Los gobiernos de España e Italia acaban de presentar programas presupuestarios que, para decir poco, podríamos decir severos. Hay que emparejar las cuentas públicas y reducir las tasas de interés y de la inflación. Este es el costo para entrar a la Europa inaugurada en Maastricht. La Europa de la moneda única, camino de acceso hacia fases más altas de integración. Quedar al margen de lo más novedoso de la historia de Europa en este siglo sería, a todas luces, un buen programa de aislamiento epocal. Hay que pagar el boleto.
Y esto hacen dos gobiernos que están en las antípodas del espectro político contemporáneo, los de Aznar y Prodi. De un lado, una formación construida sobre el miedo hacia cambios demasiado acelerados --en la sociedad y en la política--. Del otro, una formación que se fue haciendo en el asco hacia el ``malgobierno'', los clientelismos de hierro y los despilfarros que envilecían a todos. Y sin embargo, no obstante los distintos patrimonios de ideas, los dos gobiernos reconocen que si Europa ha de hacerse, ellos y sus pueblos no quedarán afuera. Hay que reconocer, en los dos casos, por lo menos la lucidez.
Emparejar las cuentas públicas (hasta el límite máximo del 3 por ciento de déficit fiscal en el PIB) se había vuelto imprescindible. En el fondo debe decirse que, no obstante todo, este déficit presupuestario fue bien usado en el curso de las últimas décadas. Por lo menos en sostener reconversiones productivas, mejorar los servicios públicos y algunas otras cosas. Pero ya no se sostenía el vivir arriba de los propios recursos más allá de un cierto periodo. Tensiones de varios orígenes podían llevar demasiadas cuerdas a un excesivo estado de tirantez. Hoy España e Italia pagan un costo. Reconozcamos en los dos casos una voluntad política de no hacer excesivamente penoso el reordenamiento de las finanzas públicas para los sectores más débiles.
¿De qué se trata en el fondo? De reducir las presiones inflacionarias asociadas a un gasto en déficit. Si de ahí se pasara a una reducción de las tasas de interés, se obtendrían dos consecuencias esenciales. La primera, de orden contable: la carga de la deuda pública se reduciría drásticamente. La segunda, de mayor alcance: la reducción de los costos financieros del riesgo. O sea, el impulso a la innovación, la creación de nuevas empresas (sociales, privadas o lo que sea), la generación de empleos.
Aún sin hacer panegíricos al mercado y sus automatismos, los gobiernos (sobre todo el italiano) reconocen que el objetivo europeo es un aliciente adecuado a dar motivaciones sociales a la inversión.

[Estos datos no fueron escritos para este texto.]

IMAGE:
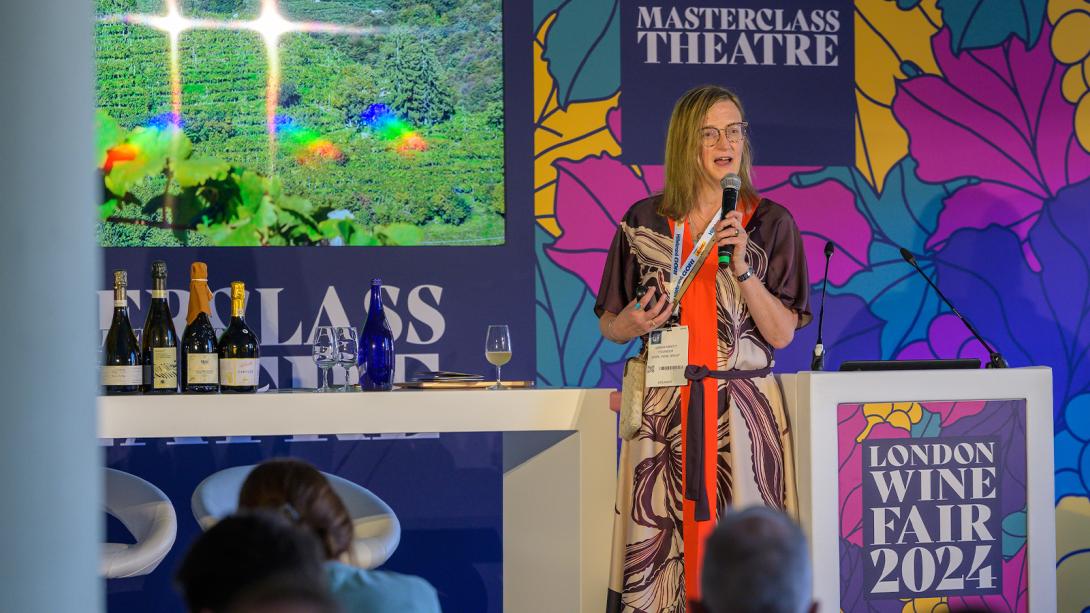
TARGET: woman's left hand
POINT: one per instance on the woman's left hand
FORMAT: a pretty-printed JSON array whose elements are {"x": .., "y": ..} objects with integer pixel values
[{"x": 730, "y": 235}]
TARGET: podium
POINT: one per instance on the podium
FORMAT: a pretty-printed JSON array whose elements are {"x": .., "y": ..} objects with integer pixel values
[{"x": 920, "y": 485}]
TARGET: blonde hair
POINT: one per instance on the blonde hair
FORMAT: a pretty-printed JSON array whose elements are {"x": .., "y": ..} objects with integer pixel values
[{"x": 683, "y": 172}]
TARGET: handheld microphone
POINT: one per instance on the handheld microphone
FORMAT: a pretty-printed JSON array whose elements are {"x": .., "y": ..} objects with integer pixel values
[
  {"x": 731, "y": 183},
  {"x": 818, "y": 362},
  {"x": 996, "y": 360}
]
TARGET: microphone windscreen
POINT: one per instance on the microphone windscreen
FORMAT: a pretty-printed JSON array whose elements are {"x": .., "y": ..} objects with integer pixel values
[{"x": 731, "y": 182}]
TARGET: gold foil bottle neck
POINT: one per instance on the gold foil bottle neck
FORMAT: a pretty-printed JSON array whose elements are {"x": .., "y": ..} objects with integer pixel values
[{"x": 238, "y": 298}]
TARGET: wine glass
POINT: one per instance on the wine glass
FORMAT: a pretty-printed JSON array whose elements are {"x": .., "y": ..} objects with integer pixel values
[
  {"x": 497, "y": 349},
  {"x": 348, "y": 349},
  {"x": 324, "y": 352}
]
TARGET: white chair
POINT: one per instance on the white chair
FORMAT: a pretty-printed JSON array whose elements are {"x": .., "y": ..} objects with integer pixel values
[
  {"x": 376, "y": 528},
  {"x": 148, "y": 515}
]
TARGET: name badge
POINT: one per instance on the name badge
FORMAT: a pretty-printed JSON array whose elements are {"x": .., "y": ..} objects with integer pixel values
[{"x": 667, "y": 357}]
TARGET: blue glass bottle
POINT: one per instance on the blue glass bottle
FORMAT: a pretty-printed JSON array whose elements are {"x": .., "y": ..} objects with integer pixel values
[{"x": 376, "y": 346}]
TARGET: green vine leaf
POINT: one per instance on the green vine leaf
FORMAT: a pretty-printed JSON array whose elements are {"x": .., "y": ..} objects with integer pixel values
[{"x": 399, "y": 235}]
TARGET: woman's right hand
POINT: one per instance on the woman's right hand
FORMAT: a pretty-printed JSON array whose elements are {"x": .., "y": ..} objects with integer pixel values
[{"x": 641, "y": 315}]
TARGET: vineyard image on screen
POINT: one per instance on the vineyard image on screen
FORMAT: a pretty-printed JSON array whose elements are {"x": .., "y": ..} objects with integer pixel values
[{"x": 300, "y": 122}]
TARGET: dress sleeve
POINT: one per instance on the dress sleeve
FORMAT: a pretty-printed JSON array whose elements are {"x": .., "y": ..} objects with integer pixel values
[
  {"x": 619, "y": 278},
  {"x": 787, "y": 278}
]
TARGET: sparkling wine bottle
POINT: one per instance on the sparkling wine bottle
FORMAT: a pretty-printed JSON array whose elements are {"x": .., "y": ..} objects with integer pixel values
[
  {"x": 121, "y": 369},
  {"x": 376, "y": 346},
  {"x": 238, "y": 349},
  {"x": 159, "y": 343},
  {"x": 200, "y": 350}
]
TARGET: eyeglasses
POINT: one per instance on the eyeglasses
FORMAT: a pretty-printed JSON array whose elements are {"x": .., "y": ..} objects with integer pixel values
[{"x": 734, "y": 133}]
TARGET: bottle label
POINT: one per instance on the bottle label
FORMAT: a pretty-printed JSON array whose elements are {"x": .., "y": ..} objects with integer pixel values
[
  {"x": 122, "y": 375},
  {"x": 202, "y": 369},
  {"x": 238, "y": 372},
  {"x": 165, "y": 368}
]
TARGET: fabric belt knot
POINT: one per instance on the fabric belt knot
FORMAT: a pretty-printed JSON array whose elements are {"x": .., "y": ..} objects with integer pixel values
[{"x": 695, "y": 487}]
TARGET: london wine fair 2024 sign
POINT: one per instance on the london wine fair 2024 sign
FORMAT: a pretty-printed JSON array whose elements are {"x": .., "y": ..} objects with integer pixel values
[{"x": 932, "y": 499}]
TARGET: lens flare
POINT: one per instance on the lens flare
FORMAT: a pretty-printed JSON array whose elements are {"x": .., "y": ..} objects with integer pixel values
[
  {"x": 306, "y": 145},
  {"x": 388, "y": 127},
  {"x": 270, "y": 24}
]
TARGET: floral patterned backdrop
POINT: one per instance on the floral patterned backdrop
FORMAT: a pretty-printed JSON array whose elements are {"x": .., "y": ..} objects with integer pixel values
[{"x": 972, "y": 132}]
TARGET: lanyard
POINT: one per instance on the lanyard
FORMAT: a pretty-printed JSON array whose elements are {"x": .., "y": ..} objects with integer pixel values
[{"x": 679, "y": 271}]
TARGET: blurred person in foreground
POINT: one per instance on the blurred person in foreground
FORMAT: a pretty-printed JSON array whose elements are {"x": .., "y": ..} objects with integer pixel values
[
  {"x": 286, "y": 595},
  {"x": 244, "y": 552},
  {"x": 300, "y": 490},
  {"x": 757, "y": 561}
]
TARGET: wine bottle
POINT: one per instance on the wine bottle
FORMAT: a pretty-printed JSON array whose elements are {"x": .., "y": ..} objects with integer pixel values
[
  {"x": 238, "y": 349},
  {"x": 159, "y": 344},
  {"x": 376, "y": 346},
  {"x": 200, "y": 350},
  {"x": 121, "y": 368}
]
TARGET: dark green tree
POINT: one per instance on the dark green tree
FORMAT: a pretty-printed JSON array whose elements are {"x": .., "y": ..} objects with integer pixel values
[{"x": 416, "y": 89}]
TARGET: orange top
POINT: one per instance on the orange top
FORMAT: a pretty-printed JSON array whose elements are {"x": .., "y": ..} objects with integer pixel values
[{"x": 700, "y": 314}]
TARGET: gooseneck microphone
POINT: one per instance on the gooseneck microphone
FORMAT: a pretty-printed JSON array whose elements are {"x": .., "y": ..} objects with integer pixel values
[
  {"x": 731, "y": 183},
  {"x": 818, "y": 362},
  {"x": 995, "y": 360}
]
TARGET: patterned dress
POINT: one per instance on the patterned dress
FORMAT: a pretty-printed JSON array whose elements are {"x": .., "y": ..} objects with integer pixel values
[{"x": 737, "y": 442}]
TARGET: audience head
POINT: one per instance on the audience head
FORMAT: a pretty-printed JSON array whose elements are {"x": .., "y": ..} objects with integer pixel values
[
  {"x": 240, "y": 553},
  {"x": 304, "y": 494},
  {"x": 285, "y": 595},
  {"x": 757, "y": 561}
]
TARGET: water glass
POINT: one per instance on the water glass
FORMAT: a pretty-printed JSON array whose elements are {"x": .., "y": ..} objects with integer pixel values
[
  {"x": 348, "y": 349},
  {"x": 324, "y": 352}
]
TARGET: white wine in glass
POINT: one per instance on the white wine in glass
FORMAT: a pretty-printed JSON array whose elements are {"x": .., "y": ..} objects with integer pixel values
[{"x": 497, "y": 350}]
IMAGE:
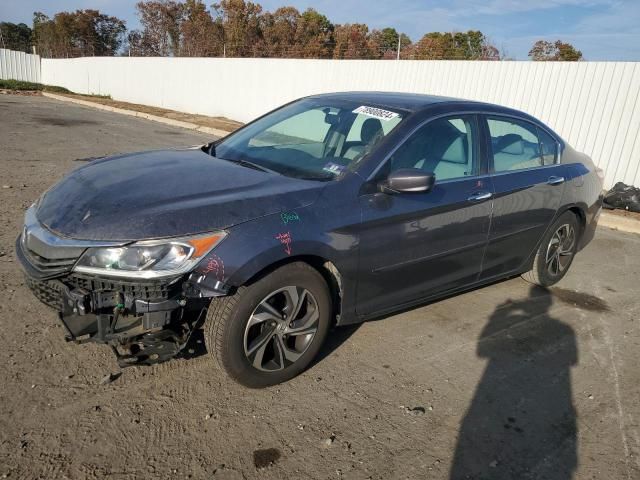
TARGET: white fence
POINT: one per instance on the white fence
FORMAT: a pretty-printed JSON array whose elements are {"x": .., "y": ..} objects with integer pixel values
[
  {"x": 19, "y": 66},
  {"x": 593, "y": 105}
]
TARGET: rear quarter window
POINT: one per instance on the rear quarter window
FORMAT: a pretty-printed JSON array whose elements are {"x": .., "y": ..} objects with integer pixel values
[{"x": 515, "y": 144}]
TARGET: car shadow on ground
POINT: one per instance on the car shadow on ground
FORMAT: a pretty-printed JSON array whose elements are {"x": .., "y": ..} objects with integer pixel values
[{"x": 521, "y": 423}]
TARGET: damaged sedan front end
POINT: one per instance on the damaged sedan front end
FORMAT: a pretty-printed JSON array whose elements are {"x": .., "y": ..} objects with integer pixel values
[{"x": 138, "y": 297}]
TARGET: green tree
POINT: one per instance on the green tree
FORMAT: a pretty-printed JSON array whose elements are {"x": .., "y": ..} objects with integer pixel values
[
  {"x": 384, "y": 43},
  {"x": 202, "y": 35},
  {"x": 161, "y": 22},
  {"x": 352, "y": 41},
  {"x": 470, "y": 45},
  {"x": 279, "y": 33},
  {"x": 557, "y": 51},
  {"x": 314, "y": 35},
  {"x": 241, "y": 26},
  {"x": 15, "y": 36},
  {"x": 77, "y": 34}
]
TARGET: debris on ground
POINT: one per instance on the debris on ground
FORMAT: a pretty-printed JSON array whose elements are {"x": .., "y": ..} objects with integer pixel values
[
  {"x": 624, "y": 197},
  {"x": 266, "y": 457},
  {"x": 110, "y": 378}
]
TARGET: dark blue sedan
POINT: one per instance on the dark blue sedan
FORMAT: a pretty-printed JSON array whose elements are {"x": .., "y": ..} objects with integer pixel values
[{"x": 333, "y": 209}]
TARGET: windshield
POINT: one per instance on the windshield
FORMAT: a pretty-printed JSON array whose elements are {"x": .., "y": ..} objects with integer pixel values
[{"x": 314, "y": 139}]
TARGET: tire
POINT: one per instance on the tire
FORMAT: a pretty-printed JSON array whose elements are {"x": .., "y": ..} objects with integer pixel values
[
  {"x": 556, "y": 252},
  {"x": 251, "y": 333}
]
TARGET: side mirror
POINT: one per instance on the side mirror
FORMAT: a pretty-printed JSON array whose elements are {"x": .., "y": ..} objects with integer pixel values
[{"x": 408, "y": 180}]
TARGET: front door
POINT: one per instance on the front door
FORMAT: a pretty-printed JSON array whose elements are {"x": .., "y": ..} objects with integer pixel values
[
  {"x": 528, "y": 186},
  {"x": 413, "y": 245}
]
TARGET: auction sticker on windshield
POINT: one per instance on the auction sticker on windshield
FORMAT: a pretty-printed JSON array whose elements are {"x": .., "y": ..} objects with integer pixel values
[{"x": 379, "y": 113}]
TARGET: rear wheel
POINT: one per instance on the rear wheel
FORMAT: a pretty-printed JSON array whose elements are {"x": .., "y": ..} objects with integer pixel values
[
  {"x": 270, "y": 330},
  {"x": 556, "y": 251}
]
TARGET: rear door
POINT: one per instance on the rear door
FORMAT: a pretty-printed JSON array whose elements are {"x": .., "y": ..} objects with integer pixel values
[
  {"x": 413, "y": 245},
  {"x": 528, "y": 183}
]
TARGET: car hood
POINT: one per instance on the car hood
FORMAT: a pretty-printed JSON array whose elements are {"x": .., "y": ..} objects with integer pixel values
[{"x": 165, "y": 194}]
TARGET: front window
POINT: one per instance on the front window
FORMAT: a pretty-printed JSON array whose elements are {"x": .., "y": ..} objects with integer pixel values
[
  {"x": 312, "y": 139},
  {"x": 445, "y": 147}
]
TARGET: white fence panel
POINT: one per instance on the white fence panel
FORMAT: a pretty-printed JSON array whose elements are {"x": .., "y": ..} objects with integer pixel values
[
  {"x": 593, "y": 105},
  {"x": 19, "y": 66}
]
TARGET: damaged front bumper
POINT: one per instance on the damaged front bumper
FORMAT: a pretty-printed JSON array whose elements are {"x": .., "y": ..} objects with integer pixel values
[{"x": 144, "y": 321}]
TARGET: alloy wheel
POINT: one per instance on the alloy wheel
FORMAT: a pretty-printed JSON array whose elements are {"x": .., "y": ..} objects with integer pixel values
[
  {"x": 560, "y": 249},
  {"x": 281, "y": 328}
]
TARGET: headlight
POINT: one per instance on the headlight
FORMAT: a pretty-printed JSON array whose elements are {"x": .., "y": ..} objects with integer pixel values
[{"x": 149, "y": 258}]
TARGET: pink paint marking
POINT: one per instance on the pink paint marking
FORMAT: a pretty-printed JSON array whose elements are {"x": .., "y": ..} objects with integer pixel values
[{"x": 285, "y": 239}]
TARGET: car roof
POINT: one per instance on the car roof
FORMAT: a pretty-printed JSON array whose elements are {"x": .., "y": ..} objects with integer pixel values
[
  {"x": 417, "y": 102},
  {"x": 399, "y": 100}
]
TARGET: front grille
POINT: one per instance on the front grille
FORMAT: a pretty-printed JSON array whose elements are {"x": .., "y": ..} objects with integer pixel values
[
  {"x": 48, "y": 266},
  {"x": 146, "y": 290},
  {"x": 48, "y": 292}
]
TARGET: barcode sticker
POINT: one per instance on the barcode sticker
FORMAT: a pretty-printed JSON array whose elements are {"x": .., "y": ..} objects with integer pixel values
[{"x": 379, "y": 113}]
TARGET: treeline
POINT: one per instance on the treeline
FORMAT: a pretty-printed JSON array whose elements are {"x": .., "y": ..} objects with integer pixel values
[{"x": 239, "y": 28}]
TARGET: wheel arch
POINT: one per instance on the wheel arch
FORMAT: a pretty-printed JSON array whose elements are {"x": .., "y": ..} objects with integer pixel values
[{"x": 323, "y": 265}]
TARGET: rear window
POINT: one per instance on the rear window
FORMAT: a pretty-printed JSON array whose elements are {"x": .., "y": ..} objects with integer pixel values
[{"x": 518, "y": 145}]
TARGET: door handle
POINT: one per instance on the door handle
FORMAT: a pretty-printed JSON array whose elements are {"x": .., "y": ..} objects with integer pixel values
[
  {"x": 555, "y": 180},
  {"x": 479, "y": 196}
]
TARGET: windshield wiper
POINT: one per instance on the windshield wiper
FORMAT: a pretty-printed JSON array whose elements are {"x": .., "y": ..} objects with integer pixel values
[{"x": 248, "y": 164}]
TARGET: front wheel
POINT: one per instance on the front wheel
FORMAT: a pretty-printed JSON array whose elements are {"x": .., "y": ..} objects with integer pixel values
[
  {"x": 269, "y": 331},
  {"x": 556, "y": 252}
]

E inversión se necesita. Para modernizar aparatos productivos y crear las condiciones de un mayor control social
sobre la economía. Y mejorar la vida, para decirlo rápidamente. Reducir las tasas de interés es un prosaico y esencial ingrediente para reanimar el gusto para el riesgo. Y de paso, entrar en Europa.
Sin embargo, alguien no está de acuerdo con una forma de razonar como la que he intentado aquí. Y ese alguien es nada menos que Paul Krugman. En un reciente artículo publicado en The Economist, Krugman sostiene que no existen indicios de que la reducción de la tasa inflacionaria tenga un efecto positivo sobre la reducción del desempleo. Tal vez el razonamiento de Krugman valga para Estados Unidos, un país en el cual los efectos perversos de la inflación son mitigados por el ingreso de grandes volúmenes de capital procedentes del resto del mundo. Pero para el resto de los comunes mortales, esta posición envidiable de Estados Unidos no existe. Si la inflación se incrusta aquí, en la economía, los efectos pueden ser graves en el largo plazo. Efectos en términos de creatividad (real, no financiera, que esta última nunca falta), generación de empleos y calidad de la existencia.
Krugman sostiene que el crecimiento tiene efectos positivos sobre la reducción de las tasas de desempleo. Ahora sólo le queda explicarnos a nosotros, también comunes mortales, cómo se sostiene en el largo plazo el crecimiento en condiciones de crisis de las cuentas públicas y descontrol de los precios.
Otro discurso, naturalmente, vale para los países cuyo equilibrio de cuentas públicas ya se haya realizado. Aquí son mayores los márgenes de libertad.